Digital Transformation and the Human Element

As organizations embark on their digital transformation journey, the focus can often be on building digital capabilities to maximize efficiency and deliver revenue growth. It’s important, however, to not forget that there is a human factor in the equation.

Tanya Mas, CMO, Strategy Execution and Margaret Wise, CRO, Arke led the CMO Club Virtual Roundtable, Digital Transformation and the Human Element, addressing the need to focus on that human element in order to truly be successful.

Mas shared some current statistics about digital transformation, to set the foundation for where it stands:

  • 40% of all technology spending will go toward digital transformation in 2019.
  • AI spending is expected to total $35.8 billion in 2019.
  • 44% of companies have already moved to a digital-first approach for customer experience.
  • 34% of companies have already undergone a digital transformation.
  • 70% of companies either have a digital transformation strategy in place or are working on one.

“From the way we do business, to the way we work, to the way we live, to the way we communicate, the speed of innovation has really transformed everything in our lives,” Mas said.

Today, more than 7,000 software solutions are available to marketers, up from just 150 in 2011, Mas said. While technology enables marketers to better do their jobs, finding the right balance is extremely important, she said.

In the 20 years since Wise started in CRM, she said she’s seen the shift from the struggle to gather data, to now drowning in so much data that we can’t find what we want.

A marketer’s job is to increase awareness, impact revenue growth and drive customer retention, Mas said. This involves an endless quest for better MQLs, better conversion, workflow optimization, and delivering measurable results.

At the same time, don’t implement technology for technology’s sake, Mas said. Put together a strategy for how all of this information and planning will intertwine and come together at the end.

Marketers are always thinking about efficiency – saving time and money – but that can cause them to neglect the customer and customer experience, Mas said. Instead, focus on connecting with the customer and driving meaningful dialog.

“They want authenticity in what we’re providing,” Mas said. “We need to provide content that has purpose, is actionable, and drives value.”

Since that digital toolset is endless, Mas said she’s yet to find a curated list of recommendations, however both Mas and Wise shared a few that do focus on the human element:

  • Influitive, to incorporate more customer advocacy and user-generated content, which Mas said is important.
  • Terminus, to target specific accounts with multiple contacts. Once you’ve identified your target audience and have a list, this will help prioritize those targets and enable the sales team to have the right actionable insights to do their jobs.
  • fullstory, for session replays, allowing you to see trends in how people are tracking on your site, where they click and what other decisions they’re making, Wise said.
  • Dupe Blocker, to help clean up your data. This integrates with SalesForce to identify duplicate leads when a lead is potentially being entered for a second time, Mas said.

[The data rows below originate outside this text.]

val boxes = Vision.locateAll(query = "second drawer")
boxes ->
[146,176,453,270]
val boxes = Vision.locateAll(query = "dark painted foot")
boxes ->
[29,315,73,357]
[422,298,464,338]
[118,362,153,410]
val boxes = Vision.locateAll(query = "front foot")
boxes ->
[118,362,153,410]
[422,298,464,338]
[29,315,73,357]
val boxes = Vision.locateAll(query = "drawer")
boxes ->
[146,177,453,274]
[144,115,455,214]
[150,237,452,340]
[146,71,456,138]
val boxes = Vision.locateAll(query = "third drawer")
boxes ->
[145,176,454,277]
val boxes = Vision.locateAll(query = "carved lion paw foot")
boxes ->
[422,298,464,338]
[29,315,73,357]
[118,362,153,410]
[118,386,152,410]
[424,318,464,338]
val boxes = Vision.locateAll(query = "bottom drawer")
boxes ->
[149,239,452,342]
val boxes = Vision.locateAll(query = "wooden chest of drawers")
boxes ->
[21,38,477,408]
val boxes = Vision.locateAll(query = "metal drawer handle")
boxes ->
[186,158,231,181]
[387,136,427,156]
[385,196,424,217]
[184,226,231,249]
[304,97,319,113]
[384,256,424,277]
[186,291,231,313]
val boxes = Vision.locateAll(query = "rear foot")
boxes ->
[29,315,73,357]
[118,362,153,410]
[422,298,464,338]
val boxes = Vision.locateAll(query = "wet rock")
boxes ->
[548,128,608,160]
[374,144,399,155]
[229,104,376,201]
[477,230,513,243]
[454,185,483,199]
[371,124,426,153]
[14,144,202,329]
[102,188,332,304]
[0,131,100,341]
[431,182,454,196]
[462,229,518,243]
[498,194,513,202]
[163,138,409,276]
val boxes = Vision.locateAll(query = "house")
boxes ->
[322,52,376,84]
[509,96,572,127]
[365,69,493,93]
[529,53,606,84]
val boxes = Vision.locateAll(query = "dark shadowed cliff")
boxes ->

Some legendary brands are leading the charge in driving their campaigns with emotion and personalization, Mas said. A few of those include Apple, Starbucks, Spotify, Amazon, Netflix and Nike.

Nike, for example, connects to egos, emotional states, aspirations and needs, Mas said. They’ve built loyalty across the world, and it’s always focused on hero and villain storyline – the hero is humble and tackling a challenge, and always prevails against all odds, she said. That connects to human emotion and brings fervor and excitement to what you see on the screen.

Wise shared an example from a quick serve restaurant they work with who at one time questioned how they could express ‘their pleasure’ to serve their customers via a drive thru window and then a mobile app. Yet this company found by addressing the customers’ needs of flexibility and convenience, they could still create great connections and loyalty.

In closing, Mas shared a few additional thoughts.

Storytelling is important, she said. Think about why your story is important to the customer, and why that customer should care.

“If you do keep that in mind, you’ll be leading with that component of the human factor,” she said.

Take time to pause and reflect. “It’s important to take the time to pause, quiet down the clatter, and reflect on where we’re going and what we might be missing, and determine how far off-track or on-track we are, so that we can identify and mitigate the risks along the way,” Mas said.

Understand strategy is no long a linear path. Instead, it’s an iterative process, Mas said. Adopt a growth mindset and become a lifelong learner.

“Everything is rapidly changing,” she said. “We have to keep up with so many things, and we have to be open to learning new things and developing new skills throughout our careers.”